Closed mturilli closed 4 years ago
A few more comments and questions on the radical.saga
19.05.0
. #SBATCH -N
is required in the header.Also, the working_directory
is #SBATCH --chdir
in slurm 19.05.0
.
#!/bin/bash
#SBATCH -A GEO111
#SBATCH -J process_data
#SBATCH -N 4
#SBATCH -t 1:00:00
srun -n16 -N1-1 -r0 process.py file1 srun -n16 -N1-1 -r1 process.py file2 srun -n16 -N1-1 -r2 process.py file2 srun -n16 -N1-1 -r3 process.py file2
Let me explain more. In my usual case, I use one node(16 cores, 16 mpis) to process one data file. So in my header file I only care about the total number of nodes (which is equal to the number of files get processed simultaneously). I don't put `--ntasks-per-node=%s` or `--cpus-per-task=%s` in the header. I think one of the two values will be specified in `radical.saga` in default and I don't know how to set those values correctly (or if I need it at all).
The srun command `srun -n16 -N1-1 -r0 process.py file1` will ensure one srun will use 16 mpis calls, at exactly one node(-N1-1), and use the 0 (indexed) node to run the `process.py file1`
Please help me to understand it so I can set the right values in the job description.
I have another question about the logger in radical.saga
.
Based on the tutorial, I can set the logger by:
SAGA_VERBOSE=DEBUG SAGA_LOG_TARGETS=STDOUT,/tmp/mysaga.log python mysagaprog.py
However, based on my test runs, the command is not effective at all.
When I run test scripts using radical.saga
, there are some log files generated in the running directory.
-rw-rw-r-- 1 lei lei 0 Nov 24 11:16 radical.saga.api.log
-rw-rw-r-- 1 lei lei 0 Nov 24 11:16 radical.saga.cpi.log
-rw-rw-r-- 1 lei lei 0 Nov 24 11:16 radical.saga.log
-rw-rw-r-- 1 lei lei 0 Nov 24 11:16 radical.saga.pty.log
-rw-rw-r-- 1 lei lei 0 Nov 24 11:16 radical.utils.log
However, there is nothing shown in those log files.

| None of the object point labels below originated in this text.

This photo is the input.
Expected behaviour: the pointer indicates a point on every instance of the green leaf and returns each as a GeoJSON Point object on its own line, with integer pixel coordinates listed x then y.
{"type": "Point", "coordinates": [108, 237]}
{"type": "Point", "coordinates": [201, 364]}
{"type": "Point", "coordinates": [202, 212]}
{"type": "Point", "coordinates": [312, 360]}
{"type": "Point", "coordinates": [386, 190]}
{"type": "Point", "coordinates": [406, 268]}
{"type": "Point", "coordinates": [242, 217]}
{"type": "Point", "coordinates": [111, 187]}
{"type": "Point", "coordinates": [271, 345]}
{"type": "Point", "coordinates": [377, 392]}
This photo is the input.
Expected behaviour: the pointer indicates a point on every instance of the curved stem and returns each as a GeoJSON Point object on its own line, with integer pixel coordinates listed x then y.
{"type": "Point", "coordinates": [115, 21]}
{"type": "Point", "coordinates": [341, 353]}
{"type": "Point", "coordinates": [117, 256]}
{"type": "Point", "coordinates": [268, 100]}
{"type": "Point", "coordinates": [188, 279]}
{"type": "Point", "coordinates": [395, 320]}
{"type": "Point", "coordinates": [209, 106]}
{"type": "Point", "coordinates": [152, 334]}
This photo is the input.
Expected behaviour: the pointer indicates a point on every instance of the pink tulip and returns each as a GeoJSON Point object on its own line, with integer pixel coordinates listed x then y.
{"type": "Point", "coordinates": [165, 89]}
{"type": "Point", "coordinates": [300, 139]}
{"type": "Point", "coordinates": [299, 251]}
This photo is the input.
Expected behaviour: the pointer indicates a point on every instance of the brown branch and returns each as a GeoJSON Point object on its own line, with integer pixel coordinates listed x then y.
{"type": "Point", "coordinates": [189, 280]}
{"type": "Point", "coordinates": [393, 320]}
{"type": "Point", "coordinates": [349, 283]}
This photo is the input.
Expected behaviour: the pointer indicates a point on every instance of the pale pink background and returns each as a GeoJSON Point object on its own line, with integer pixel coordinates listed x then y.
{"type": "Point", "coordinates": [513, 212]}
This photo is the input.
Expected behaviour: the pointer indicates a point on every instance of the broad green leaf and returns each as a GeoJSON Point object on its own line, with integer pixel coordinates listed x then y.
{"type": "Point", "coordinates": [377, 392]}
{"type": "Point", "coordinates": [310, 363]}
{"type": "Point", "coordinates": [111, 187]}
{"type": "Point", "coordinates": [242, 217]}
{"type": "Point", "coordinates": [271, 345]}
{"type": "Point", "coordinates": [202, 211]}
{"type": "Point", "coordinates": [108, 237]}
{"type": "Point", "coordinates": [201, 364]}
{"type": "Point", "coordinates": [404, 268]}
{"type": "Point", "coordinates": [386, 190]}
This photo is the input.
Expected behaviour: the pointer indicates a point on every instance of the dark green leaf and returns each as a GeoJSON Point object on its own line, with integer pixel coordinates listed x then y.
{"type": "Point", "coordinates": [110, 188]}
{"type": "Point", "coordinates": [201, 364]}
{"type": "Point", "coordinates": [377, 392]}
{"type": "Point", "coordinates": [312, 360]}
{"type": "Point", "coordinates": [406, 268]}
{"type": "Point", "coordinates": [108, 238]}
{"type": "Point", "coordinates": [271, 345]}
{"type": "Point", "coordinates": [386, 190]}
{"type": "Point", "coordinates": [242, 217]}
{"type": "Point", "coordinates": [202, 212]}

I noticed the radical.saga
now used the radical.utils.logger
, instead of its own logger. Not sure if the changes affect the logger.
I want to know where are the logger files and how to change the logger level.
@wjlei1990 thank you for the feedback.
I added @andre-merzky to the ticket as there might be some issues with radical.saga
that are not specific to reha
:
@lee212 please feel free to open a ticket for each issue specifically related to rhea
in the radical.saga
repository referencing this ticket.
Hi @wjlei1990 ,
for the logging to work, setting RADICAL_LOG_LVL=DEBUG
should be all you need. With the naming transition from saga-python
to radical.saga
a while back we were able to unify those settings across the stack, at last! The SAGA_*
variables are not supported anymore.
Similarly, I see that you mention the saga-python
module in your initial post - that still exists from some users which need the old version, but you should not need to install that. Instead, radical.entk
and radical.pilot
should automatically pull radical.saga
as dependency. If you need to install manually, please use that module name.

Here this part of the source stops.